Chiarella’s debut novel is like a Chicago-centric episode of Black Mirror. What if Northwestern Memorial Hospital could transfer your mind into a brand-new body—a perfect copy of your own—free from all imperfections and diseases? Instead of dying, four terminal patients in the “SUBlife” program get a second chance: a tetraplegic mother, a conservative congressman with brain cancer, an actor with AIDS, and an artist with cancer. Of course, all science fictional medical procedures have consequences. The artist whose entire life was built around painting? Her new body doesn’t know how to hold a brush.
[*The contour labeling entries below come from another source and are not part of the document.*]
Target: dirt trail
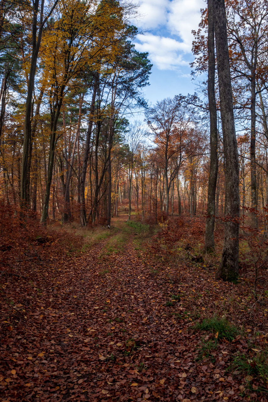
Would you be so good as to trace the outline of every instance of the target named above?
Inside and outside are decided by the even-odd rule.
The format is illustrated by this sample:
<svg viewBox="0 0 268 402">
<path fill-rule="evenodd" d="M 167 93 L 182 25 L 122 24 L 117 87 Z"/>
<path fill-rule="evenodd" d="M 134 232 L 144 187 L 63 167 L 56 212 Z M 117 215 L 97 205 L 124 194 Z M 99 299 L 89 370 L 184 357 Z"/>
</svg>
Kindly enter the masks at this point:
<svg viewBox="0 0 268 402">
<path fill-rule="evenodd" d="M 120 238 L 125 220 L 58 267 L 54 287 L 4 340 L 0 400 L 248 400 L 225 372 L 226 344 L 216 363 L 197 361 L 188 287 L 156 269 L 134 229 Z"/>
</svg>

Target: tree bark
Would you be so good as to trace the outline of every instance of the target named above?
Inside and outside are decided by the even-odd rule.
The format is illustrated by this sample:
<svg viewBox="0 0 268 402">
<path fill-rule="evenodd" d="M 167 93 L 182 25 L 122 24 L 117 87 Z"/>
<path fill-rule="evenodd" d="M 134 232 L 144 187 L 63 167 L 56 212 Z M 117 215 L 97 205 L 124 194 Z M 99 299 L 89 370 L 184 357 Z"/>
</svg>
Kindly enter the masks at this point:
<svg viewBox="0 0 268 402">
<path fill-rule="evenodd" d="M 214 0 L 214 16 L 221 115 L 225 158 L 224 239 L 217 277 L 232 281 L 238 276 L 239 162 L 233 106 L 224 0 Z"/>
<path fill-rule="evenodd" d="M 208 0 L 208 94 L 210 122 L 210 160 L 208 187 L 207 217 L 206 222 L 205 244 L 207 251 L 214 250 L 216 189 L 218 176 L 218 129 L 215 96 L 215 50 L 213 0 Z"/>
<path fill-rule="evenodd" d="M 57 5 L 58 0 L 56 0 L 48 15 L 43 20 L 43 11 L 44 0 L 41 0 L 40 12 L 40 25 L 39 28 L 38 35 L 37 31 L 37 15 L 39 8 L 39 0 L 35 0 L 33 2 L 33 23 L 32 29 L 32 55 L 31 60 L 31 66 L 29 74 L 27 96 L 25 105 L 25 118 L 24 121 L 24 133 L 23 136 L 23 156 L 21 164 L 21 205 L 22 207 L 27 206 L 27 189 L 28 185 L 28 171 L 29 169 L 29 158 L 31 138 L 31 121 L 32 101 L 33 88 L 35 84 L 35 78 L 36 71 L 36 65 L 39 53 L 39 49 L 41 43 L 41 38 L 44 26 L 47 18 L 51 15 L 53 10 Z"/>
<path fill-rule="evenodd" d="M 82 165 L 80 183 L 80 196 L 81 198 L 81 206 L 80 207 L 80 224 L 81 226 L 85 226 L 87 224 L 86 201 L 85 197 L 85 182 L 86 181 L 86 176 L 87 175 L 87 162 L 89 160 L 90 140 L 91 137 L 91 133 L 92 131 L 92 127 L 93 125 L 93 117 L 95 107 L 95 99 L 96 99 L 96 94 L 97 93 L 98 82 L 99 74 L 96 74 L 95 76 L 95 80 L 94 81 L 94 86 L 93 87 L 93 93 L 92 94 L 91 104 L 90 107 L 89 126 L 87 129 L 87 138 L 86 139 L 86 142 L 85 144 L 84 157 L 83 158 L 83 164 Z"/>
</svg>

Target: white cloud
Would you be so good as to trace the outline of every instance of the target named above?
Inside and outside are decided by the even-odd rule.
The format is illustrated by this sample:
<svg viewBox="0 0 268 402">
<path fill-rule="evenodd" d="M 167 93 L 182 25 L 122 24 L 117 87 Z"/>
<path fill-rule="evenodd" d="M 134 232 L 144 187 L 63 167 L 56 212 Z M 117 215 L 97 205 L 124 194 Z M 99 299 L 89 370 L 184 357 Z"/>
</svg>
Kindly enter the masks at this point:
<svg viewBox="0 0 268 402">
<path fill-rule="evenodd" d="M 188 65 L 182 57 L 187 48 L 183 42 L 152 34 L 138 35 L 137 39 L 139 42 L 135 43 L 136 49 L 148 52 L 149 58 L 159 70 L 174 70 Z"/>
<path fill-rule="evenodd" d="M 168 27 L 171 33 L 179 36 L 189 53 L 193 39 L 192 31 L 198 29 L 200 9 L 206 6 L 204 0 L 173 0 L 170 3 Z"/>
<path fill-rule="evenodd" d="M 167 23 L 169 0 L 142 0 L 136 25 L 142 29 L 150 29 Z"/>
<path fill-rule="evenodd" d="M 150 59 L 160 70 L 176 70 L 188 66 L 192 59 L 191 31 L 198 29 L 200 9 L 206 5 L 204 0 L 141 0 L 140 16 L 136 25 L 152 33 L 138 35 L 136 48 L 148 52 Z"/>
</svg>

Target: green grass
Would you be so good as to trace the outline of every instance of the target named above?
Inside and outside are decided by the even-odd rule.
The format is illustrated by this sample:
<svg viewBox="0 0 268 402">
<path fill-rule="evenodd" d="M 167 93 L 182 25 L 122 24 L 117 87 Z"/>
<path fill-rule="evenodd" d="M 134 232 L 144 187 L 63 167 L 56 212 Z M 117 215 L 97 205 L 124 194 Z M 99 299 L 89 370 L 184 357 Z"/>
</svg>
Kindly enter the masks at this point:
<svg viewBox="0 0 268 402">
<path fill-rule="evenodd" d="M 229 342 L 234 339 L 239 333 L 236 327 L 230 324 L 226 318 L 216 316 L 205 318 L 201 323 L 198 323 L 194 328 L 196 330 L 206 331 L 215 334 L 218 332 L 218 339 L 225 339 Z"/>
<path fill-rule="evenodd" d="M 218 348 L 217 339 L 210 339 L 206 342 L 202 342 L 198 349 L 198 354 L 197 360 L 201 360 L 204 358 L 210 359 L 213 363 L 215 361 L 215 357 L 213 355 L 214 351 Z"/>
<path fill-rule="evenodd" d="M 261 378 L 264 382 L 268 381 L 268 351 L 258 353 L 249 358 L 242 355 L 236 356 L 227 369 L 228 371 L 243 373 L 247 375 Z"/>
</svg>

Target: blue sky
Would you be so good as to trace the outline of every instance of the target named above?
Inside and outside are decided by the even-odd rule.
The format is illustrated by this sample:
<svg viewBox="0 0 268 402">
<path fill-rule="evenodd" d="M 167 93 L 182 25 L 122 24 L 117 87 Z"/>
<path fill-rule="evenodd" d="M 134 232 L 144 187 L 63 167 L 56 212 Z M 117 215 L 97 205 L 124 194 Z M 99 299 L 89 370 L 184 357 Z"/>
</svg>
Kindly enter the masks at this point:
<svg viewBox="0 0 268 402">
<path fill-rule="evenodd" d="M 191 31 L 198 29 L 200 9 L 206 6 L 204 0 L 140 0 L 134 23 L 144 33 L 135 43 L 139 51 L 148 52 L 153 64 L 150 85 L 144 90 L 149 105 L 194 92 Z"/>
</svg>

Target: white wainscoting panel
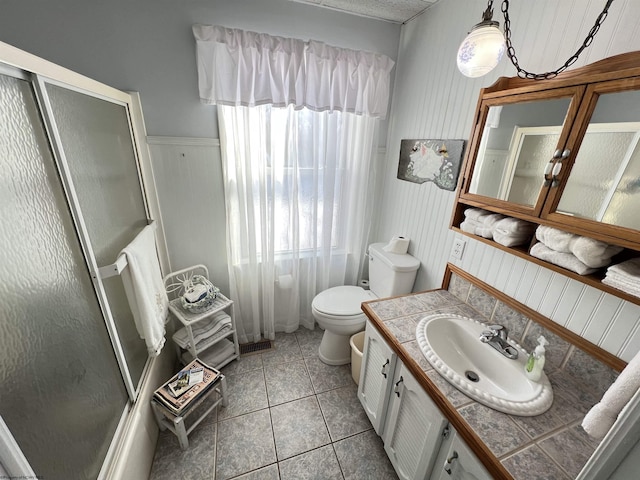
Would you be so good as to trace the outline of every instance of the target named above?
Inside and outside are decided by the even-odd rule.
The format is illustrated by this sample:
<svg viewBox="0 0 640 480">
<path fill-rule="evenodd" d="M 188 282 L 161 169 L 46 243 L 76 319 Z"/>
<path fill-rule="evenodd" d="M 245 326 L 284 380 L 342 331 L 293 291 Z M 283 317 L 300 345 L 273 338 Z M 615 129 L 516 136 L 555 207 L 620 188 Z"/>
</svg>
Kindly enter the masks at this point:
<svg viewBox="0 0 640 480">
<path fill-rule="evenodd" d="M 561 66 L 581 45 L 604 3 L 510 2 L 512 40 L 521 66 L 534 72 Z M 466 237 L 463 259 L 454 261 L 455 235 L 449 230 L 454 193 L 432 183 L 397 179 L 400 140 L 468 139 L 480 88 L 515 75 L 506 57 L 483 78 L 468 79 L 457 71 L 458 46 L 485 8 L 480 0 L 438 2 L 402 27 L 374 237 L 385 241 L 403 233 L 411 239 L 409 252 L 422 263 L 416 291 L 439 287 L 446 262 L 452 261 L 628 361 L 640 349 L 640 308 Z M 504 22 L 498 4 L 494 19 Z M 616 1 L 575 67 L 633 50 L 640 50 L 640 2 Z"/>
<path fill-rule="evenodd" d="M 228 295 L 219 140 L 147 137 L 172 271 L 195 264 Z"/>
</svg>

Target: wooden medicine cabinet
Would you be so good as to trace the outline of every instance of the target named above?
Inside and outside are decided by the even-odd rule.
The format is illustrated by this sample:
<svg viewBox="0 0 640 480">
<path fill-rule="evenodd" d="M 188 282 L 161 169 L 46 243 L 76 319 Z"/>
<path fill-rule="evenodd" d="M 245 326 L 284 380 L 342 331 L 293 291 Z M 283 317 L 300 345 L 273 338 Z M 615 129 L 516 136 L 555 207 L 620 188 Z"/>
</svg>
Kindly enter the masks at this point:
<svg viewBox="0 0 640 480">
<path fill-rule="evenodd" d="M 452 228 L 478 207 L 640 256 L 640 52 L 551 80 L 499 79 L 480 92 L 468 145 Z M 531 245 L 495 245 L 640 304 L 602 285 L 602 275 L 529 257 Z"/>
</svg>

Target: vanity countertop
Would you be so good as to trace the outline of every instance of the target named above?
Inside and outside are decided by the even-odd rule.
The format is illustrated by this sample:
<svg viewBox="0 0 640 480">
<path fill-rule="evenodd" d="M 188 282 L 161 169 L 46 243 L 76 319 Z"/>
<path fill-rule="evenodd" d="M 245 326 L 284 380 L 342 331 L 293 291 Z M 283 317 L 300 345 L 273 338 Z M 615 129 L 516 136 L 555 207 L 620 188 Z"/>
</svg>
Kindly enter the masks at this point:
<svg viewBox="0 0 640 480">
<path fill-rule="evenodd" d="M 455 313 L 486 321 L 468 304 L 447 290 L 434 290 L 373 300 L 363 310 L 495 478 L 576 478 L 598 445 L 580 426 L 600 400 L 586 382 L 575 381 L 564 369 L 547 371 L 554 394 L 547 412 L 534 417 L 501 413 L 450 385 L 416 342 L 416 327 L 425 315 Z"/>
</svg>

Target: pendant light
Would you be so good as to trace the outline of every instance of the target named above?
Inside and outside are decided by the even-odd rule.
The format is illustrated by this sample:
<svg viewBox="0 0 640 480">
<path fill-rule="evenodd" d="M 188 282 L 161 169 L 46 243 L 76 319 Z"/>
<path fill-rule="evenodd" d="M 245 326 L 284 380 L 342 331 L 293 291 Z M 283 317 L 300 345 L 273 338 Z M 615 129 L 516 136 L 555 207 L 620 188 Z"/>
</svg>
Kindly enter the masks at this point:
<svg viewBox="0 0 640 480">
<path fill-rule="evenodd" d="M 482 21 L 474 25 L 458 49 L 458 70 L 471 78 L 481 77 L 493 70 L 505 51 L 500 24 L 493 20 L 493 0 L 487 4 Z"/>
<path fill-rule="evenodd" d="M 482 14 L 482 21 L 474 25 L 467 37 L 462 41 L 458 49 L 458 69 L 467 77 L 476 78 L 486 75 L 493 70 L 502 59 L 505 51 L 509 60 L 516 67 L 518 76 L 533 80 L 545 80 L 556 77 L 559 73 L 573 65 L 582 51 L 593 42 L 600 26 L 609 14 L 609 7 L 613 0 L 606 0 L 604 9 L 596 18 L 595 24 L 589 30 L 587 37 L 576 52 L 564 62 L 564 64 L 552 71 L 544 73 L 531 73 L 523 69 L 516 57 L 515 49 L 511 42 L 511 19 L 509 18 L 509 0 L 502 0 L 502 13 L 504 15 L 504 35 L 500 31 L 500 24 L 493 20 L 493 0 L 487 2 L 487 9 Z"/>
</svg>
The South Side: A Portrait of Chicago and American Segregation

by Natalie Y. Moore (Nonfiction)

If you’ve ever wondered how and why Chicago became one of the most segregated cities in America, Moore’s book is an eye-opening read. In a compelling blend of memoir and reportage, WBEZ's South Side bureau reporter demonstrates how redlining, food deserts, public school failures, and blatantly racist housing and banking policies over the past 100 years have turned Chicago into a tale of two cities. She also confronts the depictions of all 42 neighborhoods south of I-55 as a “war zone” in the media. Moore grew up in Chatham, moved to Bronzeville as a young adult, and today lives in Hyde Park—three middle-class and upper-middle-class communities she calls the most “magical” in the city. If you’ve never truly explored, understood, or appreciated the South Side, Moore is your muse.

Every Kind of Wanting

by Gina Frangello (Fiction)

Do you watch Love Actually every Christmas for the intertwining storylines, tragicomic characters, and themes of love and family? Frangello’s new novel has all of that, minus the Hollywood sentimentality. When a wealthy gay couple in Chicago borrows the egg of a sister and the womb of a friend to have a baby, the lives of four families are suddenly entangled in an ever-twisting knot. Told from five different perspectives and moving from Chicago and the North Shore to the barrios of Caracas, Every Kind of Wanting is grand in scope but intimate in detail. Like Love Actually, people cheat on each other, harbor secret loves, resent members of their own family, and confront the worst parts of themselves. Just don’t expect a happy ending in the London airport.

Algren: A Life

by Mary Wisniewski (Nonfiction)

Sixty years ago, Nelson Algren was one of the most famous writers in America: author of Chicago: City on the Make, champion of the working class, and haunter of West Town dive bars. And yet, as the city has changed, so has Algren’s legacy. Today, he’s remembered more for his affair with Simone de Beauvoir than for The Man With the Golden Arm, which was popular enough in the 1950s to be adapted into a Frank Sinatra movie. In an attempt to put  Algren back where he belongs on the midcentury Mount Rushmore of American letters, Chicago Tribune reporter Mary Wisniewski spent the last 20 years writing the first biography of Algren in a quarter-century. The result is a captivating book that reads like a novel, full of new surprises about Algren’s life and his shifting attitudes toward Chicago.

Tacky Goblin

by T. Sean Steele (Fiction)

Tacky Goblin started as a blog before local indie publisher Curbside Splendor turned it into a novella. When a man-child in Chicago makes a cross-country trip to live with his sister in Los Angeles, a bunch of weird, hilarious, and horrific things happen in between. It’s semi-autobiographical—“I sat down to write the first blog entry and I realized I had to make things up to make it interesting,” says Steele—and a quick read. But it comes well-recommended by some of Chicago’s literary giants, like Stuart Dybek, who called it a “wonderful debut by a talented, comic writer,” and Joe Meno, who called it “the future.” According to Volumes Bookcafe in Wicker Park, it’s so popular with locals that they can’t keep enough copies on the shelves.